Whether the intuition developed here translates to practical machine learning and statistical methods in a nonlinear context is an open question. Self correlations based analysis—IDR—then corresponds to individual compression of $X$ and $Y$ , presumably via nonlinear neural networks, and then seeking statistical relations between the compressed variables, again via optimizing some neural network. We already know that this approach is less data efficient than its SDR equivalents, namely compressing the two variables simultaneously, while retaining as much information as possible between the compressed representations [2]. An analog of the joint covariance based method would then be using a concatenated critic to maximize the statistical dependencies between the compressed variables; the cross covariance methods would correspond to a separable critic (see [1] and references therein). Whether a separable or a concatenated critic is better at detecting statistical dependencies between two datasets is still debated [1], and one can hope that the debate can be resolved similarly to our observation here: mismatch of dimensionalities leads to a gradually increasing advantage of a separable critic over a concatenated one.

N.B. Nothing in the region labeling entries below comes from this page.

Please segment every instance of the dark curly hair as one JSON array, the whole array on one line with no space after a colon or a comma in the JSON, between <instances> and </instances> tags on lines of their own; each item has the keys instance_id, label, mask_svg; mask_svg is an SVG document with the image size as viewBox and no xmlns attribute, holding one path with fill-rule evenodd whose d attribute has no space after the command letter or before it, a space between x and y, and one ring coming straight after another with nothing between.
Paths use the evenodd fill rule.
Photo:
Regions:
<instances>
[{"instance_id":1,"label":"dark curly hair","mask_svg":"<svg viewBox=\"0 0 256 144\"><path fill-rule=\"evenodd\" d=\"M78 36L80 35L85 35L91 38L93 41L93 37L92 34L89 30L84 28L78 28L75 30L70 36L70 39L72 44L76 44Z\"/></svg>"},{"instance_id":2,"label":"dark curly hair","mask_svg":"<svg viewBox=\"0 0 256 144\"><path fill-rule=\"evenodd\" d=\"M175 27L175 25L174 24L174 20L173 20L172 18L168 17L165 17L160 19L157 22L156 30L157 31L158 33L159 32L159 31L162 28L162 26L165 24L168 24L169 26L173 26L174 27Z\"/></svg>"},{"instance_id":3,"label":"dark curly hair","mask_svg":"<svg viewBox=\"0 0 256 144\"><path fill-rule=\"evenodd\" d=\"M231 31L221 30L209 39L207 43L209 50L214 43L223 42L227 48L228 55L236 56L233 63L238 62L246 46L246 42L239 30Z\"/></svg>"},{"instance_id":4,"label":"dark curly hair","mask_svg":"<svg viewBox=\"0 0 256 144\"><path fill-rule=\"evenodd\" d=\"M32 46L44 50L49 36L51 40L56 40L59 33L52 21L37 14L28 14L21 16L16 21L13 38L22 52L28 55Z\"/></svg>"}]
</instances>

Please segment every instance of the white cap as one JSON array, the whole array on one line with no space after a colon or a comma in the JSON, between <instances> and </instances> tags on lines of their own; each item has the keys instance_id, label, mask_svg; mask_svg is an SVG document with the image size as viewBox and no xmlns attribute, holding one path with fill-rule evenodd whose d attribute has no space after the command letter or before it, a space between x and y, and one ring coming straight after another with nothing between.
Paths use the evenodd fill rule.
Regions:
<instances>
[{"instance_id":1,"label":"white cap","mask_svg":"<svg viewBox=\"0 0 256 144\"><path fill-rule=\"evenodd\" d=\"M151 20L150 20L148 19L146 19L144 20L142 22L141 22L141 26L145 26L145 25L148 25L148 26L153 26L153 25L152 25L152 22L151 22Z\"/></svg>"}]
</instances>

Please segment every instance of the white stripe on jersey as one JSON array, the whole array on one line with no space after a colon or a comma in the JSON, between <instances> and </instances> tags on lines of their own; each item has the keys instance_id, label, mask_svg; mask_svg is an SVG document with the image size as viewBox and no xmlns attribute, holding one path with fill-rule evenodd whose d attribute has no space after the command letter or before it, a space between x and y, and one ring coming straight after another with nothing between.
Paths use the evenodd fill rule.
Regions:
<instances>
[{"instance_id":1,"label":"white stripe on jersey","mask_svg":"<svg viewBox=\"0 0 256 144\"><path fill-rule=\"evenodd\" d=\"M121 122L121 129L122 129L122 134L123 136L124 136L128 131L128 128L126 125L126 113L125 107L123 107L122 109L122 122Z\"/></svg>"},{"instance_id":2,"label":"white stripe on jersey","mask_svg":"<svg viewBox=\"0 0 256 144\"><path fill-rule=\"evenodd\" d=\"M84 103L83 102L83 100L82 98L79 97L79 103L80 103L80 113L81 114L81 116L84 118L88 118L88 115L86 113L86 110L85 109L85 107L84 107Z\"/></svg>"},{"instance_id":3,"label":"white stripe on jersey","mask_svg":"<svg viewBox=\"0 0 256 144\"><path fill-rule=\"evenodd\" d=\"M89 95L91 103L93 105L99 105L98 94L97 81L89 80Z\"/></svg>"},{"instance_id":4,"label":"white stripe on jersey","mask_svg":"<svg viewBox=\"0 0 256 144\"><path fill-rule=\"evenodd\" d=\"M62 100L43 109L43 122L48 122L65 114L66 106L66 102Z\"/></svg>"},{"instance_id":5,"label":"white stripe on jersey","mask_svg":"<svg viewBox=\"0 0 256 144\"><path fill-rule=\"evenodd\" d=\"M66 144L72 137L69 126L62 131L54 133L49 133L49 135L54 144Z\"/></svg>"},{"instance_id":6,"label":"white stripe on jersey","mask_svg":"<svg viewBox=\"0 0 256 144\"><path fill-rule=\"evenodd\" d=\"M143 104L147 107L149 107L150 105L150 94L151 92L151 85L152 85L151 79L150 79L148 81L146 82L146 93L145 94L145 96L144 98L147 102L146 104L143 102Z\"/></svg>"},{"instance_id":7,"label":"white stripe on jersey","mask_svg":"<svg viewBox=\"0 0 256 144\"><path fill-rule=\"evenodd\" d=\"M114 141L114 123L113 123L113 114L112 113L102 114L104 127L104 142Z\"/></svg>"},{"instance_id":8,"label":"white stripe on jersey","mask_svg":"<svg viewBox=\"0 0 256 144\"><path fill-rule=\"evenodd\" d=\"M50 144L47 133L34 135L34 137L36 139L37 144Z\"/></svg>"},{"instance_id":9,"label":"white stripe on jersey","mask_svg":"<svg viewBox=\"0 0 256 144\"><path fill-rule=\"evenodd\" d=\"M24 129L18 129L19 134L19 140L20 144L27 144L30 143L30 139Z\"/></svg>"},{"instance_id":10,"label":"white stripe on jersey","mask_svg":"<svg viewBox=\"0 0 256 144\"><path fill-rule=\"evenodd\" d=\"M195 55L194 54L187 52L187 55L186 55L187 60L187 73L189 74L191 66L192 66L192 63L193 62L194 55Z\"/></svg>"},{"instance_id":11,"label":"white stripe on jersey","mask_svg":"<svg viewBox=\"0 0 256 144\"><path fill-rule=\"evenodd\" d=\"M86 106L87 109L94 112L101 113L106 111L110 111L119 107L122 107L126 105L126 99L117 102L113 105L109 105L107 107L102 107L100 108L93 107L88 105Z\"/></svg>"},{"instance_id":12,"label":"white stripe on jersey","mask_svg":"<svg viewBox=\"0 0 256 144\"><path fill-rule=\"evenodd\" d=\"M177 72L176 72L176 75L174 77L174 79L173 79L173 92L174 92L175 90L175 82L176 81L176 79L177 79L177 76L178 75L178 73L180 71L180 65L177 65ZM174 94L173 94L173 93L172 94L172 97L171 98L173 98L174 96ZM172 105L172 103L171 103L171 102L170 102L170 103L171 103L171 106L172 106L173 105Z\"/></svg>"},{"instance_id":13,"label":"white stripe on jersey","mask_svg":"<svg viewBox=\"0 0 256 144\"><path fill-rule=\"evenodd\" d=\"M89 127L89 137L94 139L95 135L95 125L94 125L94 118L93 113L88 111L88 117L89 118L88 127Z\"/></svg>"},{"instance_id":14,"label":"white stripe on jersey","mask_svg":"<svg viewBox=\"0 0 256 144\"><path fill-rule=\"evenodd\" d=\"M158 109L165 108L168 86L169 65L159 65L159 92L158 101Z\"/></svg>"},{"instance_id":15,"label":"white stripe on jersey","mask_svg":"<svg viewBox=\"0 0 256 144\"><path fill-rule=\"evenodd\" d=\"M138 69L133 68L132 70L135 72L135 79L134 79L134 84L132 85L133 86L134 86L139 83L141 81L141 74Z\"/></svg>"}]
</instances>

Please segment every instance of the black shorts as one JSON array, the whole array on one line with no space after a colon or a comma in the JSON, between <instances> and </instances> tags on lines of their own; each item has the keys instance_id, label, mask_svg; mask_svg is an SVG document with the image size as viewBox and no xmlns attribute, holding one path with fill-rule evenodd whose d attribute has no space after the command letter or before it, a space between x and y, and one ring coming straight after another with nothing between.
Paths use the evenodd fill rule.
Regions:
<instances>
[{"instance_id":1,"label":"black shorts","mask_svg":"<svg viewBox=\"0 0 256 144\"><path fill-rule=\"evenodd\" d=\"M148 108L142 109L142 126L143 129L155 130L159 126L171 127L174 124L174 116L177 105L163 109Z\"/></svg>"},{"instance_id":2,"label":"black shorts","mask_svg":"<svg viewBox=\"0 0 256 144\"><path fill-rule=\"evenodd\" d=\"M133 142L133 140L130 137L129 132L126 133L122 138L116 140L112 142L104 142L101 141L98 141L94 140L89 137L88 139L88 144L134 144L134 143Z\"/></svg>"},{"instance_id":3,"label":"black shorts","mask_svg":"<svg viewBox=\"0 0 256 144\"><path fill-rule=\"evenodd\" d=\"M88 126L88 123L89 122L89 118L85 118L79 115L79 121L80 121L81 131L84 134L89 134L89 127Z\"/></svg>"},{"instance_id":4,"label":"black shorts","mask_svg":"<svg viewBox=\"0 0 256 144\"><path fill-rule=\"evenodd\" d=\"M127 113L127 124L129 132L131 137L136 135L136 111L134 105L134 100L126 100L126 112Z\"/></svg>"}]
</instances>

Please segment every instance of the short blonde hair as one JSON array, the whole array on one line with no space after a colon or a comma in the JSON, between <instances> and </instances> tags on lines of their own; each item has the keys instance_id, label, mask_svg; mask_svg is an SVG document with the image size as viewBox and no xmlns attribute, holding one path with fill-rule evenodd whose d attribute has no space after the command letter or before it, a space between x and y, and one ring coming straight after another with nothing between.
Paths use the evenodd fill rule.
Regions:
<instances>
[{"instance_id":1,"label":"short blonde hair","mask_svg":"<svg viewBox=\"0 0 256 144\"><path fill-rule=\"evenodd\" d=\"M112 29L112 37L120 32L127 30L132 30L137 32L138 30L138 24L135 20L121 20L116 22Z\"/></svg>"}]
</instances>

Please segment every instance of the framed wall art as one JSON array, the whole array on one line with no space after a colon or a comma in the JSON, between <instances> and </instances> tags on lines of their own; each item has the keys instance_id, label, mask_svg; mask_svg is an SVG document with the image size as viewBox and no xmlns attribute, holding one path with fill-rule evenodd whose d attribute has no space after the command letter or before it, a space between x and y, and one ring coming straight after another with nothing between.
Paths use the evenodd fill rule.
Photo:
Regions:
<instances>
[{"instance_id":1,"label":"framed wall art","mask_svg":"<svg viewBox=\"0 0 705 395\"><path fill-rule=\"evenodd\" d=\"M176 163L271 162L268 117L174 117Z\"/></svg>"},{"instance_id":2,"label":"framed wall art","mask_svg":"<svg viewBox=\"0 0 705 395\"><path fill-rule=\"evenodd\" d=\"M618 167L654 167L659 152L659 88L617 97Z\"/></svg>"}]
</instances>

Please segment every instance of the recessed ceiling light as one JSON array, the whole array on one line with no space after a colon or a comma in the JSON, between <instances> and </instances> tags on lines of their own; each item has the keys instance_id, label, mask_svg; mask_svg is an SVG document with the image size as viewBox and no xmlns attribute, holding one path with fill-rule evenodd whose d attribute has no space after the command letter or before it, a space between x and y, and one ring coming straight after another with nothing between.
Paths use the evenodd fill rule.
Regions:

We hope that the analysis direction we open here, and especially the forthcoming investigations by the community of when joint or cross methods should be used for detecting correlations in paired signals, will be translated into new strategies for design of detectors and the subsequent data analysis and compression for modern high-dimensional physics experiments, from large astronomical sensor arrays to optical imaging in biophysics.

Appendix A Calculation of sub-components of the joint covariance

As discussed in the main text, we want to evaluate $|\hat{v}_{x,\mathrm{joint}}\cdot\hat{v}_{x}|$ and $|\hat{v}_{y,\mathrm{joint}}\cdot\hat{v}_{y}|$ , given our RMT calculation of $|\hat{v}_{z,\mathrm{joint}}\cdot\hat{v}_{z}|$ . To do so, first recall how we have defined $\hat{v}_{x,\mathrm{joint}}$ and $\hat{v}_{y,\mathrm{joint}}$ : first, we project $\hat{v}_{z,\mathrm{joint}}$ into the $X$ or $Y$ subspace, and then we normalize it. If we consider $\hat{v}_{x}$ and $\hat{v}_{y}$ to live in the full $N_{X}+N_{Y}$ dimensional $Z$ space, we thus have

|\hat{v}_{x,\mathrm{joint}}\cdot\hat{v}_{x}|^{2}=\frac{\left|\hat{v}_{z,\mathrm{joint}}\cdot\hat{v}_{x}\right|^{2}}{\sum_{i=1}^{N_{X}}\left|\hat{v}_{z,\mathrm{joint}}\cdot\hat{x}_{i}\right|^{2},}

(61)

with $\hat{x}_{i}$ a basis for the $X$ subspace (an equivalent formula holds for $Y$ ).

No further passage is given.